The matter involved in this suit is the ownership of a mining claim. Judgment went for plaintiff, and defendant appeals from the judgment, bringing up the judgment-roll alone, without any bill of exceptions. Appellant's contention is that the findings do not justify the judgment, because they do not find, in detail, all the various facts and acts necessary to constitute a perfect location by respondent of the mining claim in controversy. This contention, in our opinion, cannot be maintained. *Page 522
According to the complaint the action is, in form, an action to quiet title. In the complaint it is merely averred that respondent is the owner of the premises, and appellant claims an adverse interest therein which is without right. In its answer appellant denies the ownership of respondent, and avers that "it is, and for more than five years last past has been, the exclusive and sole owner, and in actual and exclusive possession, and entitled to such exclusive possession, of the above-described mining claim." It appears in the judgment that a jury was "regularly impaneled to try the legal issues of the answer tendered by the defendant"; that it was "specially agreed by the attorneys for the respective parties that a general verdict should be returned by the said jury in favor of the plaintiff, or in favor of the defendant"; and that the jury, "having heard the evidence," returned the following verdict: "We, the jury, find a verdict in favor of the plaintiff." The court also found a few facts "in addition to the verdict of said jury," and the position of appellant is that this being an equity case, the verdict of the jury must be entirely discarded, and as, under appellant's contention, the facts found by the court are not full enough to show respondent's title, therefore the judgment must be reversed.

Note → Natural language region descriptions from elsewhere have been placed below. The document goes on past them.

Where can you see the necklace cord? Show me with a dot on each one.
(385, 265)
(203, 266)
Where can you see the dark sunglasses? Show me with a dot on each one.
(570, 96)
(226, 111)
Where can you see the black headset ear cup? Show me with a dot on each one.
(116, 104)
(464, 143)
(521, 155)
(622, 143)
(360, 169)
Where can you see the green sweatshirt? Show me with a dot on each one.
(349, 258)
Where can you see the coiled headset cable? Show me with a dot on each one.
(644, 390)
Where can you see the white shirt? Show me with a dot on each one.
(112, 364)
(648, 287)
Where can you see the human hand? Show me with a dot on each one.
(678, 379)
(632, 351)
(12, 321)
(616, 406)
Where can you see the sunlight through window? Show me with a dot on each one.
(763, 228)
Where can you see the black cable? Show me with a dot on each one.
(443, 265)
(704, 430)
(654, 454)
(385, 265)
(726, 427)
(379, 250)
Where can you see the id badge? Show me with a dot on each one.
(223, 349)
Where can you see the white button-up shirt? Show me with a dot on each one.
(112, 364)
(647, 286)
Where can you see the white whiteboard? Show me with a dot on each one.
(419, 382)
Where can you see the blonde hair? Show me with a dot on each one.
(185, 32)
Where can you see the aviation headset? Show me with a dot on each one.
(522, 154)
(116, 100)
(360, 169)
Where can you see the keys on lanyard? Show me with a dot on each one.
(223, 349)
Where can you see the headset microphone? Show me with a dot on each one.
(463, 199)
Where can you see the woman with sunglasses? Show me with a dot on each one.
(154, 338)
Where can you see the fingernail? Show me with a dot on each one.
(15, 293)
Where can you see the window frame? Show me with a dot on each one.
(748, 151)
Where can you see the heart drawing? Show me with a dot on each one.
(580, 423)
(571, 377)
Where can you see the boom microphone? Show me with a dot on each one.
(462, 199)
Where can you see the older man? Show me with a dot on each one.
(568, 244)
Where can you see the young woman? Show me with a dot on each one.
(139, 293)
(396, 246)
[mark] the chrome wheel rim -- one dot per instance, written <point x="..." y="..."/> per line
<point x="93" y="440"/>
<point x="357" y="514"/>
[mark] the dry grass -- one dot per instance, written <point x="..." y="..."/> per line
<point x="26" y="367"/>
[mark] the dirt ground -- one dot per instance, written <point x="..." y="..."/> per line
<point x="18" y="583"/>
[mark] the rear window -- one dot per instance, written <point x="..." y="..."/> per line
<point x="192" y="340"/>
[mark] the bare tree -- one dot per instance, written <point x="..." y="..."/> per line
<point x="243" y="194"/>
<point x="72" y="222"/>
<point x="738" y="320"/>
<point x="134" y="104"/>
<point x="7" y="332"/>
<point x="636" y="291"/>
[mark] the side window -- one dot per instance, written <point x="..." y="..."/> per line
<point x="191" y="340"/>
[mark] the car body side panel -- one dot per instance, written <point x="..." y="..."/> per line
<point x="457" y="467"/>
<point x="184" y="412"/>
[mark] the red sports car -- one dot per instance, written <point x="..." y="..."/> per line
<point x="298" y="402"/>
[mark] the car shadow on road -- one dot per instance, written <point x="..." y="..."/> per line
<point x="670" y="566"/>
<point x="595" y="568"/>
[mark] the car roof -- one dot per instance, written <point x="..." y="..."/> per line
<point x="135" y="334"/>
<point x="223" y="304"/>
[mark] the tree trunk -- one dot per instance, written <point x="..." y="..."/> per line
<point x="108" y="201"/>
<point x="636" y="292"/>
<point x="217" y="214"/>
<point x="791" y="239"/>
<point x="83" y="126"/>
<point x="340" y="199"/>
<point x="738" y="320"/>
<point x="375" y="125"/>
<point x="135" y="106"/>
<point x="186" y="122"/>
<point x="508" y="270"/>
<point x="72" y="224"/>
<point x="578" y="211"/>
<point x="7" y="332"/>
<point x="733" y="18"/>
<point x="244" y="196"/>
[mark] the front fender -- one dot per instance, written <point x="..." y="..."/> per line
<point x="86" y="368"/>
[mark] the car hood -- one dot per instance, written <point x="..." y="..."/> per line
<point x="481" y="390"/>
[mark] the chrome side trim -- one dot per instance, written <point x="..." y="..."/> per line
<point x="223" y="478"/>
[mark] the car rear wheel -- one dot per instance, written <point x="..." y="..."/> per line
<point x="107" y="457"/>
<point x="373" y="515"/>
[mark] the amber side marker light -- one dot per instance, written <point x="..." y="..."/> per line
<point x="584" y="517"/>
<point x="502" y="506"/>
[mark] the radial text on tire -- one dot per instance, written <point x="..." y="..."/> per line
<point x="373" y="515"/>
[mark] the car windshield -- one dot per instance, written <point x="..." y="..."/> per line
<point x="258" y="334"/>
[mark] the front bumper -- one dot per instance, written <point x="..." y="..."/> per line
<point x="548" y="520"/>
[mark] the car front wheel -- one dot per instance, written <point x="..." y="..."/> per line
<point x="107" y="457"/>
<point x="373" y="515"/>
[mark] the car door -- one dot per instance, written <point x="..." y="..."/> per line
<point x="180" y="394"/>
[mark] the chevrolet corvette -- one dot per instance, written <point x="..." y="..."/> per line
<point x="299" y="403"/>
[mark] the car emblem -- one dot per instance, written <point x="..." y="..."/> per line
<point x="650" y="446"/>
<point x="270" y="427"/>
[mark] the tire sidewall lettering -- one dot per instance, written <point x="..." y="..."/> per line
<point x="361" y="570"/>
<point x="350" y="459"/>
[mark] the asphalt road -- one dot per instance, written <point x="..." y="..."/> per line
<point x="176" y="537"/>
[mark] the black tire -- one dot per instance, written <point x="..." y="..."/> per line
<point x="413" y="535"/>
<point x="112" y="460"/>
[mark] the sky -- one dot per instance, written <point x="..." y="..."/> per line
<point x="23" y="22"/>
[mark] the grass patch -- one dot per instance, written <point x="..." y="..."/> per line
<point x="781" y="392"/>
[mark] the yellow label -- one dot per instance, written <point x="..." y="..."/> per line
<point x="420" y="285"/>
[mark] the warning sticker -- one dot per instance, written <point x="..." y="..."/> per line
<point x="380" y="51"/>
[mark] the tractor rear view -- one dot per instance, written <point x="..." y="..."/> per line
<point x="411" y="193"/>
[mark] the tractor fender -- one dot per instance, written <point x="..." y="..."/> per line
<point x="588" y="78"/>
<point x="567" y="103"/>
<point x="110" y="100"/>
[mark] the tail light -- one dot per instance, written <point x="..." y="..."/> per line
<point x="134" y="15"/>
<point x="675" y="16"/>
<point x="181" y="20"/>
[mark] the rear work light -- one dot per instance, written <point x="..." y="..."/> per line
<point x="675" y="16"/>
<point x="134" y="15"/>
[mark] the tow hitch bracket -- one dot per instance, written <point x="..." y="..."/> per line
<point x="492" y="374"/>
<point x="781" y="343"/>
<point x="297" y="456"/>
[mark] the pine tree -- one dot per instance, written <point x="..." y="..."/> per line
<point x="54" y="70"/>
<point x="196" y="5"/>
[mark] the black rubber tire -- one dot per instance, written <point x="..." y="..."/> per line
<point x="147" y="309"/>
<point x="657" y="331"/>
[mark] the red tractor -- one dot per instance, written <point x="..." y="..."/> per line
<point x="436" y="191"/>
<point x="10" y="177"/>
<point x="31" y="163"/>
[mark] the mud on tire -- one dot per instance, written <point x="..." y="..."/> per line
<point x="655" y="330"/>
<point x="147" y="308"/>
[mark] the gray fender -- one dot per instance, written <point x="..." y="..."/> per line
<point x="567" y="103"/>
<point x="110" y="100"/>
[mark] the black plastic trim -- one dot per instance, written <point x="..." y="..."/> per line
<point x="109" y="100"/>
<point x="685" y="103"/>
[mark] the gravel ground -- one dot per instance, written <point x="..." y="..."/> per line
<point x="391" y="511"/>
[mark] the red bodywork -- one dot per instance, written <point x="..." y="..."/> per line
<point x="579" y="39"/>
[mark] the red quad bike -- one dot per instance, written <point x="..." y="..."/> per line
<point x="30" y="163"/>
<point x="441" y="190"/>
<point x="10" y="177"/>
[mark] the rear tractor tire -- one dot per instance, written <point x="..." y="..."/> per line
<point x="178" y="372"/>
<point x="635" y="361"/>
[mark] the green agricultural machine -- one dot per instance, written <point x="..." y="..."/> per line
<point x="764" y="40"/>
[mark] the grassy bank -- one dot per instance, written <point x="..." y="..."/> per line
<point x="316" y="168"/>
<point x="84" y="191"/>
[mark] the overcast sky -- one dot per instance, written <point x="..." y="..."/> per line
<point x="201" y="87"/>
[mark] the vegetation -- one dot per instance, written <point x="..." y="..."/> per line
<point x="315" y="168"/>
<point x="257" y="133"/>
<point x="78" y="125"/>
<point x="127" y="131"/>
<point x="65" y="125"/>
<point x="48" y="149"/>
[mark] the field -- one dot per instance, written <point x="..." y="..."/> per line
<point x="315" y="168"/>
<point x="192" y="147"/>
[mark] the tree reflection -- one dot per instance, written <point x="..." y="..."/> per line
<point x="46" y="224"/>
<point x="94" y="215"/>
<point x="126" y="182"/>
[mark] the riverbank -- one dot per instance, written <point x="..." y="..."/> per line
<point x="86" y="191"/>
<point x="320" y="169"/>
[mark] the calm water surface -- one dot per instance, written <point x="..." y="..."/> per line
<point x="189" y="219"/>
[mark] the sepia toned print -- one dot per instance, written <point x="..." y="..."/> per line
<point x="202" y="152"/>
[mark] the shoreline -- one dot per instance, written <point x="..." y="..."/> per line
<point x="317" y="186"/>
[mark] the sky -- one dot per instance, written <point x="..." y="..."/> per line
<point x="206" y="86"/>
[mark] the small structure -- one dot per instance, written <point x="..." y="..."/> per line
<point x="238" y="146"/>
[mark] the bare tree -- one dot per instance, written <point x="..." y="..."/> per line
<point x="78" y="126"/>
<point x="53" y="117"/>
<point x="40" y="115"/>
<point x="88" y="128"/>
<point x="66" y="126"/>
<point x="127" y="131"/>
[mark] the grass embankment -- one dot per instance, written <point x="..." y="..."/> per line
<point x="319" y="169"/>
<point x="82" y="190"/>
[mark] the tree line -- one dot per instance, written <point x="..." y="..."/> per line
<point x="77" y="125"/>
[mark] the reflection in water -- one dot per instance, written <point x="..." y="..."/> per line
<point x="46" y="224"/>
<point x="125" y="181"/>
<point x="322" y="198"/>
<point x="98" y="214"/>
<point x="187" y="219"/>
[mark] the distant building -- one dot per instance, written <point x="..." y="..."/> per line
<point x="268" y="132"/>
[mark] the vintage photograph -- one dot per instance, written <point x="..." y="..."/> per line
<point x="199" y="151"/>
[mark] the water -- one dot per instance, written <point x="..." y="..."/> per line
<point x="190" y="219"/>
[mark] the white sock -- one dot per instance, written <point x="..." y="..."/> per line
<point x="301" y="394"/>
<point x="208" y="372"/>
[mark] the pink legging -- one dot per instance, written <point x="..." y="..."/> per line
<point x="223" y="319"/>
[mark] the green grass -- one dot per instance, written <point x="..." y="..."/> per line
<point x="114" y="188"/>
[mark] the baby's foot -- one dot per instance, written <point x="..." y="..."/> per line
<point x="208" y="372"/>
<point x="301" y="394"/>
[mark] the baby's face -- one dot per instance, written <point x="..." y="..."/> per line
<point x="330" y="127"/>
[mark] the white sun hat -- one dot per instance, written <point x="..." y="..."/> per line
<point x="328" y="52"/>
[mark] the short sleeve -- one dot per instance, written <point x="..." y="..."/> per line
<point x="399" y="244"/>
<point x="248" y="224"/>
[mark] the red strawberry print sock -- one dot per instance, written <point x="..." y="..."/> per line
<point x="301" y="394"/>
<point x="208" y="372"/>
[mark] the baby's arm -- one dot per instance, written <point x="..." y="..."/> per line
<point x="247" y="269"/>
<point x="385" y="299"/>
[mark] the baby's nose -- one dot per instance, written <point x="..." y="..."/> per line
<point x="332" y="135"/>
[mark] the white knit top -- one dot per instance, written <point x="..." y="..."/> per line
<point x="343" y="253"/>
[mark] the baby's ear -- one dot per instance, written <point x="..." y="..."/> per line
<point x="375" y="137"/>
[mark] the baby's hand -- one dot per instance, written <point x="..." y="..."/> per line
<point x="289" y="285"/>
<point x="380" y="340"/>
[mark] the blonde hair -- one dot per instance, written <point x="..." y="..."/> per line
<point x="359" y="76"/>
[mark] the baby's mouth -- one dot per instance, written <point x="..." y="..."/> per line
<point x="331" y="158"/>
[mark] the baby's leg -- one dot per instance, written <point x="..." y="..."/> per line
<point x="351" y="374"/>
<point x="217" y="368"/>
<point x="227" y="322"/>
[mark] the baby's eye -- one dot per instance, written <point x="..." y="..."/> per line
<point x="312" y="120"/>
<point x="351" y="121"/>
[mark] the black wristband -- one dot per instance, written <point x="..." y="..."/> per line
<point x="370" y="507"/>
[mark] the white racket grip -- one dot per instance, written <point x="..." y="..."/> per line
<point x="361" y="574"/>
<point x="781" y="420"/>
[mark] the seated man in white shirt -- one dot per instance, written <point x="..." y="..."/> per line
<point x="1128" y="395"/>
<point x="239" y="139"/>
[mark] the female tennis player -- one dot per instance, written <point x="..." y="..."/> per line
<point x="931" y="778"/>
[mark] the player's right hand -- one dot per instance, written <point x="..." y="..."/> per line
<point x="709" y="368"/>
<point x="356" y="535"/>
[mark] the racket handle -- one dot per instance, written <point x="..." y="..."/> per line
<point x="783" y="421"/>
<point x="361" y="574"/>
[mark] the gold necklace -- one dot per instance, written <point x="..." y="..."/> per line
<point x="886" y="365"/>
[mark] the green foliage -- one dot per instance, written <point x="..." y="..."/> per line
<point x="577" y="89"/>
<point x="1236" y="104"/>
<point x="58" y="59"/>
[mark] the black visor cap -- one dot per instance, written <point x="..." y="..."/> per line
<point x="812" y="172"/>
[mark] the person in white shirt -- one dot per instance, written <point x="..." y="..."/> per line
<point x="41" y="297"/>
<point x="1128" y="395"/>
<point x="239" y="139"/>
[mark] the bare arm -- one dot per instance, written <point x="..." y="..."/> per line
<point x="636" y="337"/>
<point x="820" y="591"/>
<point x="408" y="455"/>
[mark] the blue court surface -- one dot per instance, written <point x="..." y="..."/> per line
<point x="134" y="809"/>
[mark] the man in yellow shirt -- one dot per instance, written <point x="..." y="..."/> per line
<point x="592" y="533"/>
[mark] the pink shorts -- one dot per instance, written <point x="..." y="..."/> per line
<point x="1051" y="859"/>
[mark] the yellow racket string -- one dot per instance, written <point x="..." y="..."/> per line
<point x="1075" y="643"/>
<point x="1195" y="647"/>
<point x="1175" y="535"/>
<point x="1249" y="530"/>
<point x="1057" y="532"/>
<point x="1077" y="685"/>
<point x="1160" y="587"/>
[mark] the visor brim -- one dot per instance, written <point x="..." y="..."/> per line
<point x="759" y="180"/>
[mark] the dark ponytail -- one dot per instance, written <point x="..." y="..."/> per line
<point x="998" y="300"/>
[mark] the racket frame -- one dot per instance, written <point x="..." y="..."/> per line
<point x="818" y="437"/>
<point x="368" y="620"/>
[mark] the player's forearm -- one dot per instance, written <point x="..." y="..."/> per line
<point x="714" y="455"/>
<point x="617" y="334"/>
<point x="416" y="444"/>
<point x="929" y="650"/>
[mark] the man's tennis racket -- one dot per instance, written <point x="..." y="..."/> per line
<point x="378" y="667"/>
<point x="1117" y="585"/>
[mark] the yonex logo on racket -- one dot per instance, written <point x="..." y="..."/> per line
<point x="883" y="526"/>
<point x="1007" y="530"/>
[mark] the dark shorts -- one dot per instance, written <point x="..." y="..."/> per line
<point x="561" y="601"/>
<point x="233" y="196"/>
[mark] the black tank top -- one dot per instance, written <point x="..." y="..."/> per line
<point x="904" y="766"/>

It is not necessary to inquire whether either party in the case at bar was entitled to a jury under the constitution, and in accordance with the principle declared in Donahue v. Meister,88 Cal. 121, 22 Am. St. Rep. 283, and other cases like it. No such question arises here. Neither party objected to a jury, and it was apparently desired by both parties; and they expressly stipulated that the jury should try the "legal issues" tendered by the answer, and that these issues should be determined by a general verdict "in favor of the plaintiff or in favor of the defendant." This was a perfectly legitimate stipulation. If the parties preferred a general verdict to the submission of a long list of special issues, they had the right to agree to that form of verdict; and having so submitted their case to the jury, the losing party cannot now repudiate the verdict. The verdict disposed of all the legal issues raised by the answer; and as there were no issues, either legal or equitable, other than those raised by the answer, the verdict was conclusive of the whole case in favor of the respondent. *Page 523 The further findings of the court were unnecessary. The court did not repudiate the verdict; the other findings were expressly stated to be "in addition to the verdict." In section 592 of the Code of Civil Procedure, after an enumeration of the cases in which a jury may be demanded (although the constitutional right to a jury trial could not be thus limited), it is expressly provided that as to issues of fact in other cases the court has "power to order any such issue to be tried by a jury." It is true that in a purely equitable case the court is not bound by the verdict; but when it calls a jury to its assistance it may accept its verdict. In the case at bar, all the issues in the case were sufficiently determined.
The judgment is affirmed.
Temple, J., and Henshaw, J., concurred.